"Karena tidak ada keperluan lain saya izin pamit undur diri Tuan muda, jika anda membutuhkan sesuatu anda bisa memberitahu penjaga yang berjaga diluar."
"Paman." Panggilan lirih terdengar yang membuat Denis yang sudah beranjak pergi langsung menghentikan langkahnya dan kembali menghadap ke Tuan mudanya.
"Apa anda perlu sesuatu Tuan?" Gava yang ditanya sejenak terdiam lalu kemudian bertanya, "Ava liat di garasi gak ada mobil, terus mansion juga keliatannya sepi. Kalo Ava boleh tau mereka semua kemana ya Paman?"

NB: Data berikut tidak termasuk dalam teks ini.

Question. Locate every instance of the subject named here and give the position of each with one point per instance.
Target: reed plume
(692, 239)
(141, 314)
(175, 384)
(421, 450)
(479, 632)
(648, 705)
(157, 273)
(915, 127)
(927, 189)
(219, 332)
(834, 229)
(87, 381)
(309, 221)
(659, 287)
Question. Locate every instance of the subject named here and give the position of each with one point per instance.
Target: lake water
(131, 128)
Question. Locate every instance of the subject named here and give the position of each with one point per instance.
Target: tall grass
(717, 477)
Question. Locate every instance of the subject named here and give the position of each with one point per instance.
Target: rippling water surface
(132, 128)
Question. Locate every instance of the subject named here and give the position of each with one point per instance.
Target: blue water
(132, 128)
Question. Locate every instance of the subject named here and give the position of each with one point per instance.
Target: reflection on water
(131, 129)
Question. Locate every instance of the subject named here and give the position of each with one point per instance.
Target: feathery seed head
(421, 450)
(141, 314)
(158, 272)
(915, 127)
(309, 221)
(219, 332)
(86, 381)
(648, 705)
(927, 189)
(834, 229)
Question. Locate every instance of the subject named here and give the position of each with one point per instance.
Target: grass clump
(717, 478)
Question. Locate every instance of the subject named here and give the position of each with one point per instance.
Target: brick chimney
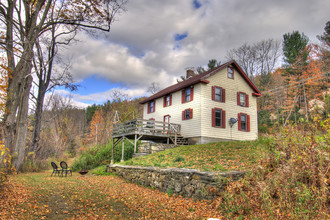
(190, 73)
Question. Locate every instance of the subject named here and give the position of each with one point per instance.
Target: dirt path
(39, 196)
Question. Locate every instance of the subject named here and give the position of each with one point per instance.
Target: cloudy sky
(155, 40)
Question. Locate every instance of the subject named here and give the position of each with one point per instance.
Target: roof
(201, 78)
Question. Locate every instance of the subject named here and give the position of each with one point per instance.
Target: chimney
(190, 73)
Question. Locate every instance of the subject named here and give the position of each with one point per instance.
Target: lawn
(222, 156)
(39, 196)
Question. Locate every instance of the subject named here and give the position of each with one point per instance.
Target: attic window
(230, 72)
(187, 114)
(151, 107)
(242, 99)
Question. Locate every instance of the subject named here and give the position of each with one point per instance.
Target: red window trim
(183, 94)
(223, 118)
(148, 110)
(223, 95)
(239, 99)
(184, 114)
(247, 122)
(164, 100)
(228, 72)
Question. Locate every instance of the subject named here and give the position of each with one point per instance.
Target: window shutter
(247, 100)
(239, 121)
(223, 95)
(213, 117)
(223, 119)
(238, 100)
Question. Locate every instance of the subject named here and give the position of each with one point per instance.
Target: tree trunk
(21, 126)
(38, 118)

Kini Denis yang terdiam, memikirkan jawaban apa yang akan dia sampaikan supaya Tuan mudanya ini tidak terlalu kepikiran, tapi diamnya Denis malah disalah artikan oleh Gava yang membuat sang empu langsung tersenyum sendu.
"Ava gak sepenting itu ya Paman."
"Bukan seperti itu Tuan." Elak Denis dengan cepat
"Tapi nyatanya emang gitu." Gava menunduk yang membuat Denis jadi merasa bersalah.
"Lebih baik Tuan sekarang istirahat, sini biar saya bantu." Denis langsung mendorong kursi roda yang dipakai oleh Gava menuju rumahnya, lalu mengangkat tubuhnya dan segera merebahkannya secara perlahan di atas kasur.
"Tuan muda ingat apa yang tadi disampaikan oleh Dokter bukan? Tuan harus banyak istirahat supaya cepat sembuh." Denis menyelimuti tubuhnya Gava yang sedari tadi hanya diam menerima perlakuannya, tak lupa dia juga menyingkirkan kursi roda dan menaruhnya di dekat meja belajar.
"Nanti pelayan segera membawa tongkat yang akan di gunakan oleh Tuan. Kalo begitu saya izin pamit."
Gava hanya berdeham dan membiarkan Denis pergi meninggalkan rumahnya.
Setelah mendengar pintu tertutup Gava langsung merubah posisinya menjadi duduk, "Gue bener-bener gak bisa ngerasain apa-apa, apa mungkin karena tadi abis disuntik anastesi kali ya."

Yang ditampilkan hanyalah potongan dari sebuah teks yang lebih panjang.